That December, Renee went to her landladys apartment to pay her rent. After inviting her in, her landlady stated that she saw a male classmate depart in the early morning on several occasions. Before Renee had an opportunity to respond, her landlady allegedly told her that what she was doing "wasnt right", and that she was "sinning", and "going against God". The landlady allegedly stated that pre-marital sex would lead Renee down a very destructive road. Speechless, Renee walked out of the unit without responding.
One week after the incident, the landlady gave Renee a new lease containing an overly restrictive guest policy, and stated that if she did not sign it she would have to move. Renee sought the advice of Sentinel Fair Housing. Before the Sentinel Fair Housing counselor could intervene, the landlady gave Renee a 30-Day Notice to move. Renee began looking for a new apartment, and was forced to withdraw from school for the spring semester to meet the 30-Day deadline. Sentinel Fair Housing counseled Renee about the fair housing laws, her rights, and her options. Renee elected to file with the complaint with the Department of Fair Employment and Housing [DFEH], stating that her landlord violated fair housing laws by harassing her because she was a single, unmarried woman.

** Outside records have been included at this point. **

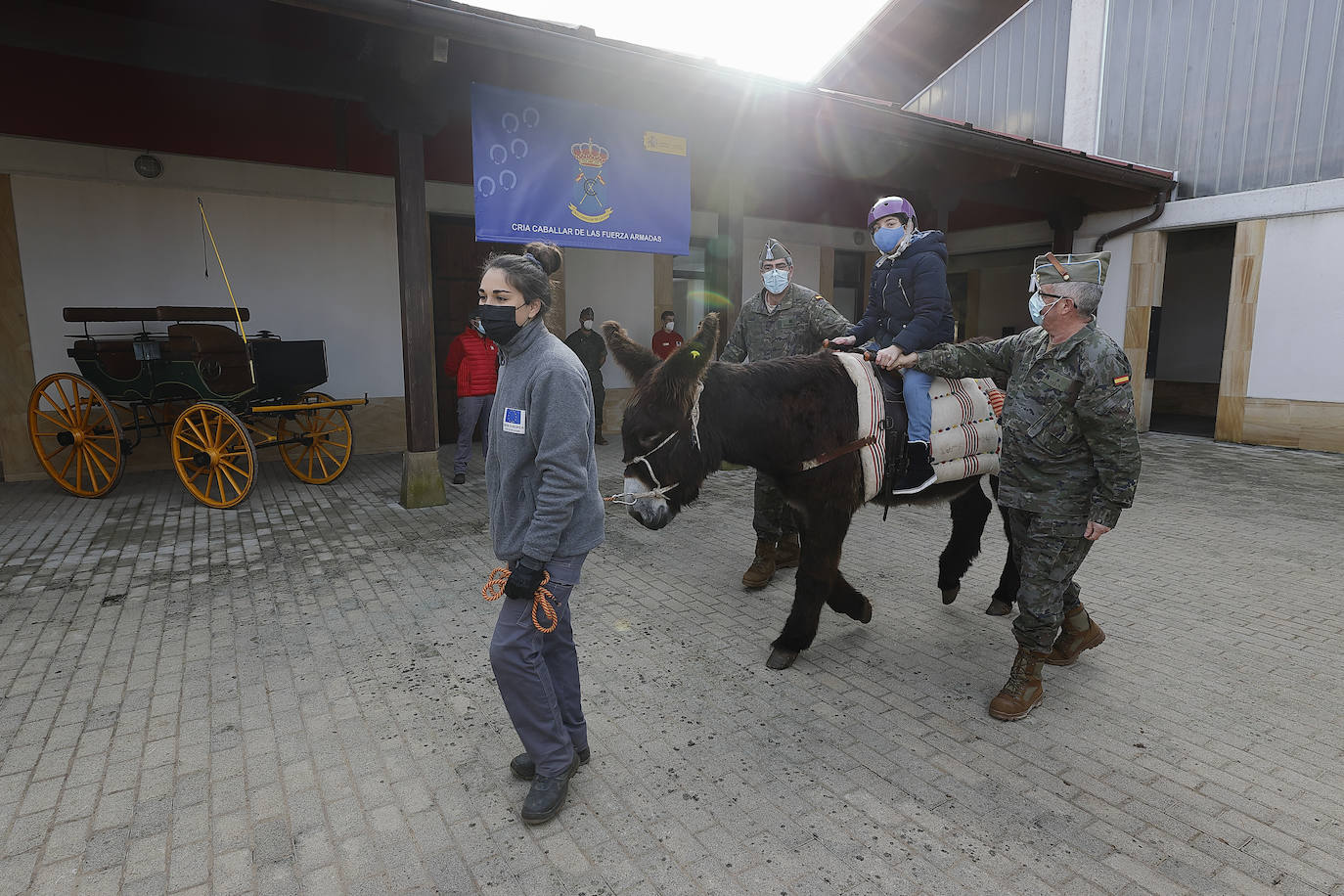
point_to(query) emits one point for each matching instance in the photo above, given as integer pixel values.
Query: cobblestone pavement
(295, 696)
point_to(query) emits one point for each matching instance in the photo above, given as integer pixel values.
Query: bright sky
(791, 40)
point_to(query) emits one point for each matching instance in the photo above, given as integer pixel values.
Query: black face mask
(499, 323)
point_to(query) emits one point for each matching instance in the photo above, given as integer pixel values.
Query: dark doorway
(456, 261)
(1187, 362)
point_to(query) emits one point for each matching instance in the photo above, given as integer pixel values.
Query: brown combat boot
(1078, 633)
(787, 553)
(1023, 688)
(762, 567)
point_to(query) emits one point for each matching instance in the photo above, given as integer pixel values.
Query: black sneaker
(546, 798)
(919, 473)
(524, 769)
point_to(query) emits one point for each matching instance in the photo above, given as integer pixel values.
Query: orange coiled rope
(493, 590)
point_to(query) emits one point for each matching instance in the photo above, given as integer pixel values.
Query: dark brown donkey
(690, 414)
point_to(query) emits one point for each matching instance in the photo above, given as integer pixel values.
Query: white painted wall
(1114, 294)
(1298, 316)
(1082, 79)
(305, 267)
(617, 287)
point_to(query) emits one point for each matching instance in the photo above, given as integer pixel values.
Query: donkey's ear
(708, 332)
(676, 379)
(635, 359)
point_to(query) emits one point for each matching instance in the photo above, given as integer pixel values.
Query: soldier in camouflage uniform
(1070, 457)
(781, 320)
(592, 351)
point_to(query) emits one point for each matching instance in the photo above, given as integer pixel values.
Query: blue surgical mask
(888, 238)
(1038, 308)
(776, 280)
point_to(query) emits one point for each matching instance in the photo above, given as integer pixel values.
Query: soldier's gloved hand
(524, 579)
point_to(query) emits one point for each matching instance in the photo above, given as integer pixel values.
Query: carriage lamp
(148, 165)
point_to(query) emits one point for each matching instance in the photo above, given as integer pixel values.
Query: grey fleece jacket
(541, 473)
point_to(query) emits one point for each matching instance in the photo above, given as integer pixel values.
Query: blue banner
(578, 175)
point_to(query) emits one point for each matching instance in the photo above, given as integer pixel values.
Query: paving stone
(293, 696)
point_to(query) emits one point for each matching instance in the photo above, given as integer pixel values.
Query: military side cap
(775, 250)
(1070, 269)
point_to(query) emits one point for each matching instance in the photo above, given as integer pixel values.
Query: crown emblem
(589, 154)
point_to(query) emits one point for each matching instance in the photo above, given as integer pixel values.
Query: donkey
(690, 414)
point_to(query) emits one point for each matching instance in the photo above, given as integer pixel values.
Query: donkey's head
(664, 465)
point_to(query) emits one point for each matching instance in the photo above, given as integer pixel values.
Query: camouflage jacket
(592, 351)
(796, 327)
(1070, 445)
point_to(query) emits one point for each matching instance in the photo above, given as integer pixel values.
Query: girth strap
(840, 452)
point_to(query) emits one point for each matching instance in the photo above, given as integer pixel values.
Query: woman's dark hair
(530, 273)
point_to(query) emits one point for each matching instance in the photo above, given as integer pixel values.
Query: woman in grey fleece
(546, 515)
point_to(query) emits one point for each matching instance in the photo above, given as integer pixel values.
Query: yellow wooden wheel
(212, 454)
(75, 434)
(326, 442)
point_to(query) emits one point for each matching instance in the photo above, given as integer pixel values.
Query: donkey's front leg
(818, 569)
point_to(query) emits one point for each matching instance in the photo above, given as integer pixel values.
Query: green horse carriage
(216, 394)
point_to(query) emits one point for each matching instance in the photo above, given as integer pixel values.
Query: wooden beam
(423, 484)
(1242, 298)
(17, 457)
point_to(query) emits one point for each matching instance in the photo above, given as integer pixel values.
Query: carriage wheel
(212, 454)
(327, 443)
(75, 434)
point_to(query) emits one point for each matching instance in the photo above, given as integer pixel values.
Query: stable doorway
(1186, 338)
(456, 261)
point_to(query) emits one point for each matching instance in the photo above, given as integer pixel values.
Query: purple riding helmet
(888, 205)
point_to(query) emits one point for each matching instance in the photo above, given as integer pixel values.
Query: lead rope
(493, 590)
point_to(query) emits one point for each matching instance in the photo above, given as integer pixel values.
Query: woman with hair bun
(546, 515)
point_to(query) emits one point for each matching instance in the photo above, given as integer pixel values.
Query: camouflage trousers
(1049, 551)
(773, 517)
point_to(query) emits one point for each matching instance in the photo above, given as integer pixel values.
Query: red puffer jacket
(473, 362)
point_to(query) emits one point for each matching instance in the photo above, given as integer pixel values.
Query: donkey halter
(658, 490)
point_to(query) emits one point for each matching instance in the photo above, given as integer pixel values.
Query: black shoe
(546, 798)
(524, 769)
(919, 471)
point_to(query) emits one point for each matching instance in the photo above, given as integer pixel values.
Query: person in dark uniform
(592, 351)
(546, 515)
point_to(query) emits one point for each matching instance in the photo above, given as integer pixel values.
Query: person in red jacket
(473, 362)
(667, 340)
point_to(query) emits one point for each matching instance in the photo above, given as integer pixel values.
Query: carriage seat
(218, 351)
(115, 356)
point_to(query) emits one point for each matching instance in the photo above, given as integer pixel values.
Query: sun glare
(784, 39)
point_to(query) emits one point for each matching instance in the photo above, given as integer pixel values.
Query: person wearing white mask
(783, 319)
(592, 349)
(667, 340)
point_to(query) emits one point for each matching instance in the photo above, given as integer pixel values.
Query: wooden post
(17, 457)
(725, 256)
(423, 482)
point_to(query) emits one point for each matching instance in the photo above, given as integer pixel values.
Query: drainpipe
(1135, 225)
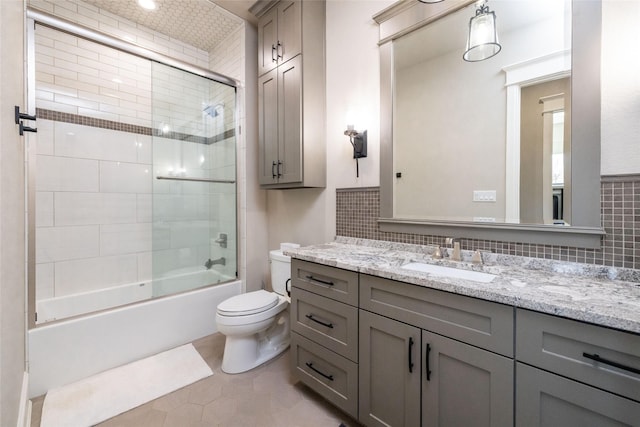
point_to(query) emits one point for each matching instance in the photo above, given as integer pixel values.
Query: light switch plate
(484, 195)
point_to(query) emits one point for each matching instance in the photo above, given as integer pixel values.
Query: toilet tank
(280, 268)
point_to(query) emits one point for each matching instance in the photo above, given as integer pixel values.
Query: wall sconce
(359, 142)
(482, 42)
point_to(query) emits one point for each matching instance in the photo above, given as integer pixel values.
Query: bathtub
(69, 350)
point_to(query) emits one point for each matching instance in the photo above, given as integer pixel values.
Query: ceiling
(200, 23)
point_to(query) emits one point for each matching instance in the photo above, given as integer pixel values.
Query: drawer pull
(410, 354)
(611, 363)
(324, 282)
(310, 365)
(427, 360)
(310, 317)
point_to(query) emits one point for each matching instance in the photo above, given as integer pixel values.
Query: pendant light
(482, 42)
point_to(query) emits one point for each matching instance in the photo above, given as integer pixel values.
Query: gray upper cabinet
(547, 400)
(280, 101)
(291, 94)
(459, 376)
(279, 35)
(431, 358)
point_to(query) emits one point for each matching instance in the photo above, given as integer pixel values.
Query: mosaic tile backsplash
(358, 209)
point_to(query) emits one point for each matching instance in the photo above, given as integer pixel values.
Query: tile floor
(263, 397)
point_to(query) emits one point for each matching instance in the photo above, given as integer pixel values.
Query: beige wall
(620, 87)
(12, 242)
(308, 216)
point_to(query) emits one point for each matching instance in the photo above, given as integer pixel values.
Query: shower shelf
(186, 178)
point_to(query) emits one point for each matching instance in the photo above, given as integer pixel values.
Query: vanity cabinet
(573, 373)
(291, 93)
(324, 332)
(389, 372)
(431, 358)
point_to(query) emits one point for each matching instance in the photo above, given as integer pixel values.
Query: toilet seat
(249, 303)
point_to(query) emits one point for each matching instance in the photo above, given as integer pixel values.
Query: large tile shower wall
(357, 211)
(95, 167)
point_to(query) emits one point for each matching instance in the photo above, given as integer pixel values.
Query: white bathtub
(69, 350)
(172, 282)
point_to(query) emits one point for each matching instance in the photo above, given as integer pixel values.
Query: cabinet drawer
(331, 282)
(330, 323)
(481, 323)
(332, 376)
(547, 400)
(565, 346)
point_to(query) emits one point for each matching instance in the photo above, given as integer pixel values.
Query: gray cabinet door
(268, 128)
(268, 41)
(463, 385)
(389, 391)
(547, 400)
(289, 167)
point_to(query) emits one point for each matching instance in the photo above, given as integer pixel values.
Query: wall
(12, 223)
(307, 216)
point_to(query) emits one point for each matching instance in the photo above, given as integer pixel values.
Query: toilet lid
(249, 303)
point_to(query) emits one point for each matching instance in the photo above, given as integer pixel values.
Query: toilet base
(242, 353)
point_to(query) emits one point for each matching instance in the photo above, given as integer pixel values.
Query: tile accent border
(358, 210)
(57, 116)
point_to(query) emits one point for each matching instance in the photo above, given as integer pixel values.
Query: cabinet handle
(324, 282)
(427, 362)
(310, 365)
(410, 354)
(278, 49)
(310, 317)
(611, 363)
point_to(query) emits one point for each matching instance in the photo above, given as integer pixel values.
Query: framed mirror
(502, 149)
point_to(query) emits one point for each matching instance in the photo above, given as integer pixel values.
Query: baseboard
(24, 412)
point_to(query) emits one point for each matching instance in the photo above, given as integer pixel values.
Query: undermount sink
(455, 273)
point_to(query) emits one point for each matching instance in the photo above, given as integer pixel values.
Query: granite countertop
(605, 296)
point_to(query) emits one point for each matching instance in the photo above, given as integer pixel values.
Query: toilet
(256, 324)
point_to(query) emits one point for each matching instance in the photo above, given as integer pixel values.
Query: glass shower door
(194, 187)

The complaint was filed with the California Department of Fair Employment and Housing in February 1999, and this week it was successfully conciliated. While under the conciliation agreement the landlord admitted no wrongdoing, the tenant received $4,000 for moving expenses, and distress. Under the terms of the agreement, the landlord is required to attend a fair housing training session. "This is a victory for all unmarried individuals who have the right to live free from discrimination, intimidation, and harassment in the State of California," said Mona Breed, Executive Director of Sentinel Fair Housing. "We are pleased to have worked with DFEH in successfully conciliating this matter. Now Renee has some sense of resolution, and she can go back to school to get her degree," said Breed. "I hope that anyone else who finds themselves in this situation, or a victim of discrimination of any kind, will contact Sentinel Fair Housing to find out about their rights."